Im gleichen Moment kam Martin wieder und blieb in der Küchentür stehen, in einer Hand hatte er meinen Koffer. "Wenn du willst, zeig ich dir wo du schlafen kannst." Das ließ ich mir bestimmt nicht zweimal sagen und stand auf, denn ich war richtig müde und erledigt. "Gute Nacht und nochmal vielen Dank, Lisbeth." Sie war ebenfalls aufgestanden, um die schmutzigen Tassen in die Spüle zu stellen. "Keine Ursache, gute Nacht und schlaf schön." Ich ging mit Martin nach oben.
"Ihr nennt euch schon beim Vornamen, hab ich was verpasst?", fragte er amüsiert. "Nicht sonderlich viel, aber deine Mutter ist wirklich sehr freundlich.", erwiderte ich. "Sie ist die Gutmütigkeit in Person und ich bin froh sie zu haben.", meinte er daraufhin und öffnete eine Tür. "Das glaube ich dir sofort."
Martin schaltete das Licht an und platzierte den Koffer erstmal auf dem Bett. "Unser Gästezimmer, ich hoffe es gefällt dir.", meinte mein Gastgeber. "Es ist sehr schön.", antwortete ich und mir gefiel das Zimmer wirklich total. "Dann lasse ich dich mal in Ruhe auspacken. Wobei ich glaube, du wirst sofort schlafen gehen." Martin war davon vollkommen überzeugt und lag damit eindeutig richtig. "So müde wie ich bin, wird das wohl so sein.
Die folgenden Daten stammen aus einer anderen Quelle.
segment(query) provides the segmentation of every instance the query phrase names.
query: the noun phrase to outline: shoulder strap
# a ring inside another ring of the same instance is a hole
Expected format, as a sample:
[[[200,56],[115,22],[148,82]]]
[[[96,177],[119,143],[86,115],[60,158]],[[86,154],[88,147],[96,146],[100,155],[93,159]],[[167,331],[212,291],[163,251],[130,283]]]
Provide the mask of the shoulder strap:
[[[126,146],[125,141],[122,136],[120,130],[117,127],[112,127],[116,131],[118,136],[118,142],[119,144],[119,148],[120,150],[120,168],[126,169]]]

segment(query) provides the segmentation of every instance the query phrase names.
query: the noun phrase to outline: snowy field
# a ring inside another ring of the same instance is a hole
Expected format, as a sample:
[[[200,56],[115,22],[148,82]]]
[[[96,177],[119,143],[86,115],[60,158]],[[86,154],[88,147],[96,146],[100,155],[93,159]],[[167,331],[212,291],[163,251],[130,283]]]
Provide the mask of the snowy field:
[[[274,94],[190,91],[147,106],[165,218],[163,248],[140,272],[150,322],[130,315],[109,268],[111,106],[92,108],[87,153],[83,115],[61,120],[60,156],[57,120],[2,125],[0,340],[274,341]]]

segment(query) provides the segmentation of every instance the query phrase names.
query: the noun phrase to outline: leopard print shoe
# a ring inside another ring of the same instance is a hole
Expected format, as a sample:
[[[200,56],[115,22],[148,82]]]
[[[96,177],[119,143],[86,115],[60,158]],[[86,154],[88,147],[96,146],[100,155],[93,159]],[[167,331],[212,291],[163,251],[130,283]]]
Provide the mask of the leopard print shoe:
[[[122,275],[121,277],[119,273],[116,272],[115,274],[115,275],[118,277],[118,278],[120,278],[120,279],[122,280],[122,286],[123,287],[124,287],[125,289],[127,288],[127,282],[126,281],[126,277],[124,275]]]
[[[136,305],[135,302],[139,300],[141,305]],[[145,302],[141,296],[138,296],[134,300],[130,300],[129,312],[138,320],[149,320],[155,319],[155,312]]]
Nur irgendwie habe ich Angst, dass ich wieder schlecht träume und das ganze Haus zusammen schreie."
Auch wenn sich das jetzt lustig anhörte, so war es überhaupt nicht gemeint. "Dann bekomme ich es wenigstens mit und bin schneller da, als du schauen kannst.", antwortete Martin. "Wobei.. wenn du nichts dagegen hast und dich wohler fühlst, könnte ich auch auf dem Boden schlafen. Dann wärst du nicht alleine."
Den Vorschlag fand ich zwar nicht schlecht, aber wollte ihn trotzdem davon abbringen. "Bestimmt nicht! Du schläfst wegen mir ganz sicher nicht auf dem Fußboden.", stellte ich klar. "Langsam solltest du wissen, dass du mit mir nicht diskutieren brauchst. Ich hole mir noch mein Bettzeug, bis gleich."
Er verließ einfach den Raum. Ich zog mich derweil um und stellte mein Gepäck dorthin, wo es nicht störte. Dann legte ich mich ins Bett und obwohl ich eigentlich noch auf Martin warten wollte um ihn doch noch irgendwie umzustimmen, schlief ich einfach ein.